Alec pensa alors à la première fois où il l’avait rencontrée, combien il l’avait trouvée agaçante. Comment, au fur et à mesure, elle avait gagné son estime puis sa confiance absolue. À quel point ils formaient une excellente équipe. Il pensa à leurs baisers, à son départ qui avait tout gâché. Tout ce temps perdu à vouloir faire ce qui était juste. Alors qu’il comprenait que ce qui était juste, c’était ça, là, elle dans ses bras, elle qui lui souriait, son rire, son odeur… Ses doigts tremblaient quand il les glissa contre sa nuque. Elle ne recula pas. Son front vint se poser contre le sien, et il sentit tout son corps lâcher prise, comme si sa vie tenait enfin à quelque chose de simple, de reconnaissable, de vrai. Il ferma les yeux, inspira son odeur, et comprit, d’une certitude calme, presque douloureuse, qu’il venait de rentrer à la maison. Et qu’il allait enfin pouvoir commencer à vivre pour lui.
****
Note de l’auteur : J’avais très envie de finir avec happy-ending. Toute cette souffrance, je voulais montrer que ça ne menait pas toujours à rien. Et que parfois, on finit par réussir à se trouver.

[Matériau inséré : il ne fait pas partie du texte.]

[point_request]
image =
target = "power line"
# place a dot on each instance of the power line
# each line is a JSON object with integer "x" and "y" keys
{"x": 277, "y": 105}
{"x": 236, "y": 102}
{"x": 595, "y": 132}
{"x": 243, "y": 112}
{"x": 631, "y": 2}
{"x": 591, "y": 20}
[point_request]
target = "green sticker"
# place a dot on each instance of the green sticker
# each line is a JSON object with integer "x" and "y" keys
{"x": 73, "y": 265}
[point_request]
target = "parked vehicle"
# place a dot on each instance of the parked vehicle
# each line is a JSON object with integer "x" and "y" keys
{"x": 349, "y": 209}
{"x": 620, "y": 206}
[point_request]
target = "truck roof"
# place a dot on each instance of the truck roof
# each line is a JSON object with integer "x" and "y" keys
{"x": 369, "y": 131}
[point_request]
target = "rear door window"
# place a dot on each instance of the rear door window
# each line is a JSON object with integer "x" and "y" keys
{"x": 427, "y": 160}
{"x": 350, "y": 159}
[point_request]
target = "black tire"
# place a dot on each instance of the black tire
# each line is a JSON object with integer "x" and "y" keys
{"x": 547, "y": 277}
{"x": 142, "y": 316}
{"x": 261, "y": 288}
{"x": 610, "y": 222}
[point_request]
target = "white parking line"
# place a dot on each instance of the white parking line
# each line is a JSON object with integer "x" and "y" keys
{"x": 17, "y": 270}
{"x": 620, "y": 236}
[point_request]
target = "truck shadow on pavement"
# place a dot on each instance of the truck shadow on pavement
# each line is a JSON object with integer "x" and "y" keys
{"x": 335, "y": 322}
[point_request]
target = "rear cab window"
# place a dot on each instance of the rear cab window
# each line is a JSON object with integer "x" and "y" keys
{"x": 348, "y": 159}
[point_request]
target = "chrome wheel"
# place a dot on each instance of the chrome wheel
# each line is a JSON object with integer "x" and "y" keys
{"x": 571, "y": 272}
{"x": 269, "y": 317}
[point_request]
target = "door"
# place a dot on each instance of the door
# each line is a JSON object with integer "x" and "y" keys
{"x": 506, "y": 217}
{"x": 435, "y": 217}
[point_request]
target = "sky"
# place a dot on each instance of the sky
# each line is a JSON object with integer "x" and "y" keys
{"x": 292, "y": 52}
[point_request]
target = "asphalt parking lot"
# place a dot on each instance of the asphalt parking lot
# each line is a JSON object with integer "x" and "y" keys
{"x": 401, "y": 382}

J’avoue que souvent, quand on finit sur le « ils sont ensemble », je regrette qu’il n’y ait pas l’après.
Mais l’idée de cette fanfiction était de prendre des scènes de la série et d’imaginer un « et si… » ça se passait autrement. Quelques scènes devaient être créées pour maintenir la cohérence du récit. Mais continuer plus encore, ce serait contraire à l’idée de la fanfiction.